1º) “Jesus sobe ao monte para orar a sós” e se prolonga até alta madrugada em sua intimidade com o Pai. Parece normal, mas, sozinho, Mateus só mostra Jesus rezando duas vezes. A outra é em 26,36ss.
2º) “A quarta vigília da noite”, traduzida por “entre as 3 e a 6 horas da madrugada, relembra o amanhecer da ressurreição de Jesus (cf. Mt 28,1; Mc 16,2; Lc 24,1; Jo 20,1).
3º) “Andando sobre o mar” aparece duas vezes. Isto é coisa própria de Deus (Jó 9,8; 38,16).

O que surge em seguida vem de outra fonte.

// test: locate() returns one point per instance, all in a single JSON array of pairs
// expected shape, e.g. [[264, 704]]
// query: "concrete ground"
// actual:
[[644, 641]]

É claro que Jesus é o “Deus conosco”, mas Jesus não se revela tão claramente assim no evangelho de Mateus, salvo exceções, como no batismo, transfiguração e outras poucas vezes.
4º) “Fantasma”. Os discípulos têm dificuldade de ver o Jesus humano com clareza (cf. Lc 24,13ss).
5º) “Sou eu”, é a forma da revelação de Deus no Antigo Testamento. João usa muito para mostrar Jesus como revelador do Pai e sua identidade divina.
6º´) O medo e a expressão “Não tenham medo” aparecem claramente em contexto de manifestações divinas e após a ressurreição de Jesus (cf. Mt 28, 5-10).
7º) “Fé e dúvida” (cf. Mt 28,17, e a dúvida de Tomé em Jo 20,24ss), em ambos os casos após a ressurreição).
8º) Os discípulos “se ajoelharam diante de Jesus”. Reconheceram por este gesto claramente que Jesus é Deus (cf. Mt 28,17).
9º) “De fato, Tu és o filho de Deus”. É a confissão de fé na divindade de Jesus (cf. Mt 28,17).
SEGUNDA OBSERVAÇÃO
Vemos uma clara intenção missionária no episódio. Jesus manda os discípulos em missão para o território dos gentios (o outro lado do mar) para exercitarem o que acabaram de aprender (episódio da multiplicação dos pães, ou seja, para terem compaixão do povo, para curá-los, para partilharem suas vidas com eles e ensiná-los a partilhar entre si o pão da palavra e o pão da vida. O mar representa o chão da vida, mas suas ondas violentas trazem a idéia dos obstáculos, rejeições e dificuldades na caminhada missionária da Igreja. Aliás, a resistência do vento contrário mostra isso claramente, pois é mais fácil e cômodo uma religião que gera vida com milagres triunfalistas, que trazem glória, do que com a partilha da própria vida, que provoca dor e rupturas. A barca é, sem dúvida, a figura da Igreja – comunidade em sua missão no mundo, oscilando em meio às dificuldades.
TERCEIRA OBSERVAÇÃO – O EPISÓDIO DE PEDRO
É claro que Pedro representa todas as comunidades cristãs com seu desejo de se aproximarem de Jesus, ou seja, com seus desejos de divinização ( “andar sobre as águas”), mas por meios miraculosos. A missão verdadeira implica na difícil travessia do mar da vida e no encontro com os irmãos distantes – o outro lado do lago. É este o caminho do encontro com Jesus. Isto supõe fé na ressurreição, que só acontece depois da subida do calvário da vida. A fé da comunidade ainda é fraca. Merecemos a repreensão de Jesus. O triunfalismo do encontro fácil com o Senhor pode afundar a Igreja. Mas de qualquer maneira devemos, nas horas difíceis, gritar como Pedro: “Senhor, salva-nos”. E nas horas tranquilas professar com os discípulos: “De fato, Tu és o Filho de Deus”.